#Zhan-Zhian-Azadi

Plagiarism Detector

This simple project helps you to detect basic plagiarism in any two text files.

How to run the app

you can simply type this command in terminal to compare two files:

make FILE1=<path to first file_1> FILE2=<path to second file_2> run

Algorithm

This is a simple approach based on the occurrence of an individual word in the files we are testing.

The description is as follows:

- The first step is to read each file.

- Then, a pre-processing procedure is done on the result string by replacing the 'tab' and 'enter' characters and 
  removing all the punctuations from the whole file string.

- After these two steps, we will have two lists of individual words related to both files.

- To remove duplicate words in each list, we cast the list to set and generate a union set containing all the
  separate words in both files.

- The size of this set is m+n-k, in which m is the number of words in the first file, n is the number of words in 
  the second file, and k is the number of similar words in both files.

- As we are processing these words in the main loop, the order of the algorithm would be O(m+n-k).

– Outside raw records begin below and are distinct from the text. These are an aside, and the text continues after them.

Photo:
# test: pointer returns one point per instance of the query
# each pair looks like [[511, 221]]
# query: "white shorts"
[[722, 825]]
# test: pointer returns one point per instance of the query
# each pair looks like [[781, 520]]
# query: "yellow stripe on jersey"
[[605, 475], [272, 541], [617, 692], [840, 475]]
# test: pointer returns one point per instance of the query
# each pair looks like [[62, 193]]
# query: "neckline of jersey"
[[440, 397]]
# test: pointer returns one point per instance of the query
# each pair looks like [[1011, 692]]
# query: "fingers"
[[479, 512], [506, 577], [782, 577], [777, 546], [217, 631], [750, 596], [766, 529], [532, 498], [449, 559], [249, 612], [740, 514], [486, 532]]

- We also have a bag of the most common words in English that are declared at the beginning of the code as a final 
  list.

- In the main loop, as we detect the number of occurrences of each word existing in set_union_keys, we increment the
  value of each word by one and each common word by 0.1.

- At the end, we would have an embedding dictionary for each file that is a vector with a length of m+n-k, and each 
  element shows the weight of the word.

- Then, we normalize these values in dictionaries to make our comparison more reasonable. This is done by dividing 
  each value by the magnitude of a vector generated by all the weights of each word in the dictionary corresponding 
  to each file.

- For comparing these two embeddings, we use the equation |v1 - v2| / |v1 + v2| that varies between '0' and '1' for 
  the maximum similarity and the maximum difference, respectively.

- And for the decision-making, we compare the ratio we calculated with a default threshold of 0.5, which can be 
  changed regarding our needs.

- The output would be '1' if the ratio is less than the defined threshold of '0' if it is bigger than the threshold.
  If any exception occurs, the output would be '-1'.

- This code runs in less than one millisecond for almost all the provided sample test files.

- The accuracy in detecting plagiarism is 100% for the provided sample test files.

- The code is developed as it can be easily modified to meet OOP guidelines for better extension and maintenance.